Like scientometrics, from which springs the dreaded h-index and other terrifying ways of measuring scientific output, scientonomy wields a dangerous weapon: the power to positively or negatively affect the scientific process. Scientonomy should be cautious, but not lame; we should work to improve the rate and process of scientific discovery and dissemination, we just need to be extremely careful about it.

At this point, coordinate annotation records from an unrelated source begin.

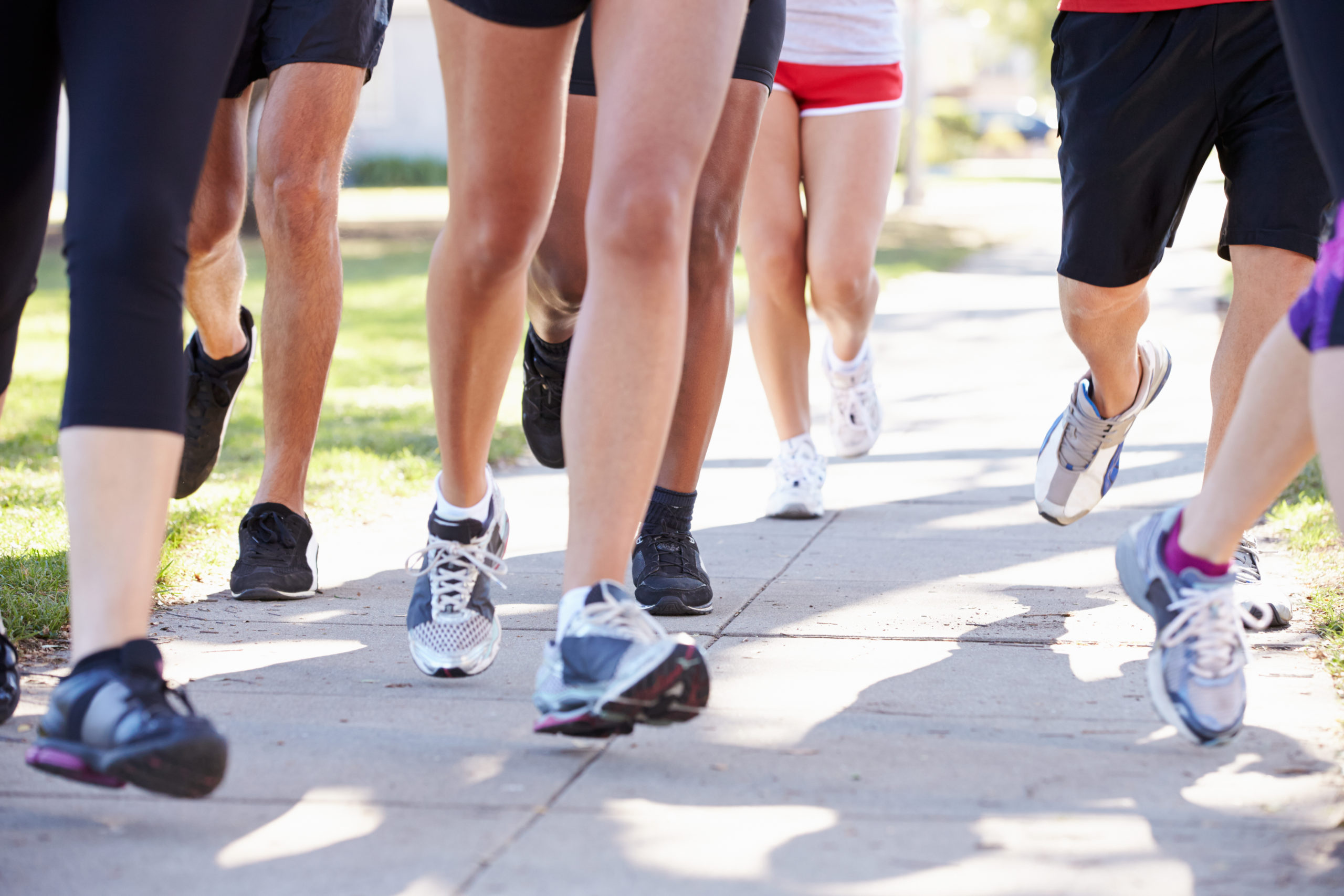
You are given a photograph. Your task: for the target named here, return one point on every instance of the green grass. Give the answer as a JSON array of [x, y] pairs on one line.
[[1307, 519], [377, 437]]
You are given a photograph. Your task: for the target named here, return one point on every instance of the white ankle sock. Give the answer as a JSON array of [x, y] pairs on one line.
[[846, 367], [450, 512], [797, 444]]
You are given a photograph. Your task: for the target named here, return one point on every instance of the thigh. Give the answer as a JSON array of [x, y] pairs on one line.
[[304, 125], [1277, 191], [848, 162], [506, 93], [659, 132], [772, 210], [1136, 125]]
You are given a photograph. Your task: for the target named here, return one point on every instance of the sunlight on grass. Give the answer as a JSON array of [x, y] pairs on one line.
[[377, 438]]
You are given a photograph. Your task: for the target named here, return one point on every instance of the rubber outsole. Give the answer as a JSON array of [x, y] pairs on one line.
[[188, 767], [674, 691]]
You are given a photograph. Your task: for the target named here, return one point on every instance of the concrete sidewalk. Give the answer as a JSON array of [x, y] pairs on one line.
[[929, 691]]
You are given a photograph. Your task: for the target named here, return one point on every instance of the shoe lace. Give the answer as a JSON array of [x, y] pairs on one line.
[[673, 550], [269, 535], [792, 471], [625, 617], [450, 567], [1214, 626], [1085, 437]]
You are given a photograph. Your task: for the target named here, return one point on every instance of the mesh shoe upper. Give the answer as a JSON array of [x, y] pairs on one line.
[[450, 621]]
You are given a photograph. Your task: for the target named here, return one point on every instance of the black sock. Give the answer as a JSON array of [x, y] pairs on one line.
[[554, 354], [668, 510]]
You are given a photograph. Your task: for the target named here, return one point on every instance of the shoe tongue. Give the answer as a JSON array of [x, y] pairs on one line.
[[461, 531], [142, 656]]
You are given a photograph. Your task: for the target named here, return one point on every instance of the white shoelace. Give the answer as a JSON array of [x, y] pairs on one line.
[[1218, 628], [625, 617], [449, 566]]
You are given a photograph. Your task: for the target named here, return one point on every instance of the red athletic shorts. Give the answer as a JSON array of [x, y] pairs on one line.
[[834, 90]]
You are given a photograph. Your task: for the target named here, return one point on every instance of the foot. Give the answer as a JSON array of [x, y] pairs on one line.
[[1079, 458], [855, 412], [612, 667], [543, 392], [210, 400], [277, 555], [670, 579], [799, 476], [8, 678], [450, 623], [1195, 671], [112, 723]]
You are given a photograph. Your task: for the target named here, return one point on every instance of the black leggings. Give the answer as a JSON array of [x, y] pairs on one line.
[[143, 78], [1314, 34]]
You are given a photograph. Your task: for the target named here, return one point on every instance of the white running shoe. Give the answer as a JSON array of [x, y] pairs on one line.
[[1079, 458], [799, 476], [855, 412]]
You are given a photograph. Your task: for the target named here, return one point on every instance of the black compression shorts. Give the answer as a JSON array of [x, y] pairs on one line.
[[344, 33], [759, 54], [1143, 100]]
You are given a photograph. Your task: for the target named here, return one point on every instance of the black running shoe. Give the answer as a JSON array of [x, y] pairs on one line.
[[8, 678], [543, 390], [210, 400], [277, 555], [670, 581], [109, 724]]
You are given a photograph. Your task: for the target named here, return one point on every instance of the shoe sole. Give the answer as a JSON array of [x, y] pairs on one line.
[[1136, 586], [674, 606], [675, 690], [188, 767]]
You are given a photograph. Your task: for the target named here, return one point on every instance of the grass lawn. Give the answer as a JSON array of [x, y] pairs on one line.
[[1308, 523], [377, 437]]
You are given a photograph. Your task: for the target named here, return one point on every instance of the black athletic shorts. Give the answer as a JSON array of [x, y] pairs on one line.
[[759, 54], [1143, 100], [346, 33]]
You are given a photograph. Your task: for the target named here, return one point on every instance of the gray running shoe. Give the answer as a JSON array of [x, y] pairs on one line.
[[613, 667], [1195, 671], [450, 623], [1079, 458]]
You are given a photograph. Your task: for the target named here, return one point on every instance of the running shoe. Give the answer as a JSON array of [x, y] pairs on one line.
[[1079, 458], [210, 400], [670, 579], [613, 667], [111, 724], [543, 392], [450, 624], [8, 678], [277, 555], [855, 412], [799, 476], [1195, 671]]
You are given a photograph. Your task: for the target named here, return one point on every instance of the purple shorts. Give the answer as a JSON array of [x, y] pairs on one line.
[[1316, 318]]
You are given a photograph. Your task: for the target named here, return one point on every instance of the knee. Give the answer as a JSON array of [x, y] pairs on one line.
[[298, 202], [642, 219]]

The second reason for –onomy is a bit sillier, and possibly somewhat self-serving. All the other good names were taken, and already mean slightly different things. We already have Science of Science (Burnet, 1774; Fichte, 1808; Ossowska & Ossowski 1935; Goldsmith 1966) which is actually pretty close to what I’m doing, but not a terribly catchy name; Scientometrics (Price, 1963) which focuses a bit too much on communicative traces at the expense of, say, philosophical accounts; Scientosophy (Goldsmith 1966; Konner, 2007) which sounds too much like science as philosophy; Scientography (Goldsmith, 1966; Vladutz, before 1977; Garfield, 1986) which deals mostly with maps; Scientopograhy (Schubert & Braun, 1996) which focuses on geographic/scientific relations; as well as meta-scientific catch-alls like STS, HPS, Sociology of Science, etc. which all have their own associated practices, all of which have a place in scientonomy. There’s also Scientology, which I won’t even bother getting into here, and (hopefully) has no place in scientonomy.